Predicting Levels of Earthquake Damage: A Comparison of Classification Models

Predicting Levels of Earthquake Damage: A Comparison of Classification Models

Analysis and Statistical Methods


Workflow

In order to build the best predictive model, several classification models were trained and tuned in the following order, with details discussed regarding each step in the sections below.

  1. Train nine classification models on the subset of training data.
  2. Tune the top six models on the subset of training data.
  3. Re-train and tune the top two models on the entire training data set.
  4. Utilize feature engineering to attempt improvement over the top two models.

Train Nine Classification Models

Nine classification models were trained on the subset training data set using 10-fold cross validation. The nine algorithms were: Logistic Regression, Naive Bayes, Decision Tree, Random Forest, AdaBoost, Bagging, Linear Discriminant Analysis (LDA), Quadratic Discriminant Analysis (QDA), and a Neural Network (MLP). The nine models were then run on the subset testing data set, and their resulting accuracies are shown in Figure 9.


See the codeDownload the Data
Accuracy of Nine Classification Models
Figure 9: Accuracy of Nine Classification Models

Figure 9 provides a visualization of how the models performed in their prediction of damage levels. It's seen that Naive Bayes and QDA performed much worse than the other seven classifiers and that Random Forest and Bagging appear to have performed the best. Considering these results, the study continued as follows.

Tune Top 6 Models

As seen in Figure 9, its clear that Naive Bayes and QDA perform much worse than the other seven classifiers. Therefore, we decided not to move forward with tuning these models. Also, since Random Forest can be considered as an extension and execution of many decision trees, we also decided not to continue with tuning for the Decision Tree algorithm. So, the six best classifiers (excluding Decision Tree) were tuned and re-assessed by using them for the prediction of the subset testing data's labels. The models' accuracies are shown in Figure 10.


Accuracy of Top Six Classification Models
Figure 10: Accuracy of Top Six Classification Models

Figure 10 shows that the Random Forest and adaboost tuned models clearly performed the best as compared with the other four tuned models. However, the range in accuracy only spans approximately eleven percentage points.

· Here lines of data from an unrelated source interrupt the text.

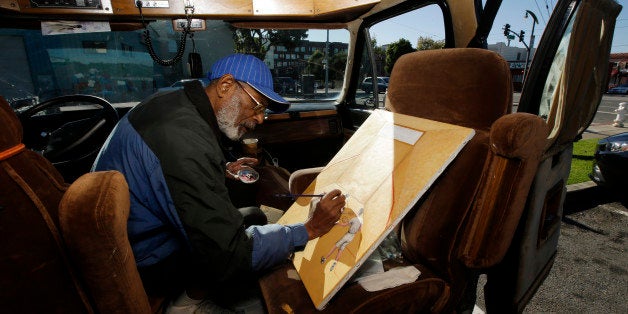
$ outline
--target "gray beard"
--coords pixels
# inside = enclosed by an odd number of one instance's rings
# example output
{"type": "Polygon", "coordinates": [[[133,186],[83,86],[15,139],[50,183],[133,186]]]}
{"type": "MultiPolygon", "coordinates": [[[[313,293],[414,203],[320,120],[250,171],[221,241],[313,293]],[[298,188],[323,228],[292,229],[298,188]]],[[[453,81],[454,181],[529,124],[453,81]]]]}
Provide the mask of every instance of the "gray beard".
{"type": "Polygon", "coordinates": [[[240,96],[233,95],[231,99],[223,106],[218,112],[216,112],[216,120],[218,121],[218,128],[232,141],[237,141],[242,137],[244,132],[241,132],[239,126],[236,125],[236,119],[240,115],[240,96]]]}

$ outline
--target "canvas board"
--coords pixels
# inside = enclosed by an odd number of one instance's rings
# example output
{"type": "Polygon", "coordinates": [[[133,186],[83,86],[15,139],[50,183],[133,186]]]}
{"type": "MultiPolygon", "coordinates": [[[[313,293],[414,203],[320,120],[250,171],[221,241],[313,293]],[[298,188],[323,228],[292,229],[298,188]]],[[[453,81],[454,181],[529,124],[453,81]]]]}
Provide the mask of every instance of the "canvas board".
{"type": "MultiPolygon", "coordinates": [[[[428,190],[473,129],[375,110],[304,191],[340,189],[347,204],[336,225],[295,252],[292,262],[312,302],[323,309],[428,190]]],[[[279,219],[308,219],[298,198],[279,219]]]]}

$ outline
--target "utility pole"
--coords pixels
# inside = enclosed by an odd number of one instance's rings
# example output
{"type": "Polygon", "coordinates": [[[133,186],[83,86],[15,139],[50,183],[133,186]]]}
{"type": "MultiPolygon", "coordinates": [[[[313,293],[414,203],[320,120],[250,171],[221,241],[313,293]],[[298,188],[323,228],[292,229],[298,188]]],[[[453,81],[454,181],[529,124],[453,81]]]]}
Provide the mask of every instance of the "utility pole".
{"type": "MultiPolygon", "coordinates": [[[[528,48],[528,53],[526,54],[526,65],[523,68],[523,82],[525,82],[526,79],[528,78],[528,63],[530,63],[530,53],[532,53],[531,51],[532,51],[532,48],[534,47],[534,24],[539,24],[539,21],[536,19],[536,15],[534,15],[532,11],[526,10],[525,18],[528,18],[528,15],[531,15],[534,21],[532,22],[532,32],[530,33],[530,45],[526,46],[526,48],[528,48]]],[[[523,34],[523,31],[521,32],[523,34]]],[[[522,37],[520,37],[520,40],[523,40],[522,37]]]]}
{"type": "Polygon", "coordinates": [[[327,30],[327,40],[325,41],[325,96],[329,92],[329,30],[327,30]]]}

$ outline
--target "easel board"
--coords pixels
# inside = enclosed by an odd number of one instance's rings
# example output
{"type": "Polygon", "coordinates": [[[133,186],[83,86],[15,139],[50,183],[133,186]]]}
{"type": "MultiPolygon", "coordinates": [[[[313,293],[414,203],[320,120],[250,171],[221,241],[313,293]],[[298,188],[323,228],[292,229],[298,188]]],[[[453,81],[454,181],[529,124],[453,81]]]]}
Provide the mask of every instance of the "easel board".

To further investigate the results of these models, a receiver operating characteristic (ROC) curve was produced to show the true positive rates versus false positive rates of the six models in predicting "Low" vs "Medium" OR "High" damage levels. It was chosen to examine the prediction in this way due to the distribution of labels within the training data. Since the data was somewhat imbalanced as is seen in Figure 2, we wanted to examine how well the models did in predicting one of the lesser-represented data labels ("Low") as compared with the larger-represented data label of "Medium". Then, in order to show the results best in a single plot, it was decided to include the prediction of "High" with "Medium", such that the plot would represent the true and false positive rates of predicting "Low" in general as compared to either of the other labels, "Medium" or "High". The resulting ROC plot is shown in Figure 11.


ROC Curve
Figure 11: Receiver Operating Characteristic (ROC) Curve of Six Tuned Classification Models, Damage Level "Low" vs "Med"/"High"

Figure 11's ROC plot solidifies the finding that the Random Forest and AdaBoost models performed the best. In this plot, the best models are those that "hug" the top left corner such that higher true positive rates are seen for lower false positive rates. This is the desired result because it indicates that the model is able to accurately predict the labels at greater rates while maintaining lower rates of falsely labeling the incorrect data points. Thus, it's seen that the Random Forest (orange line) and AdaBoost (green line) performed the best of the six models.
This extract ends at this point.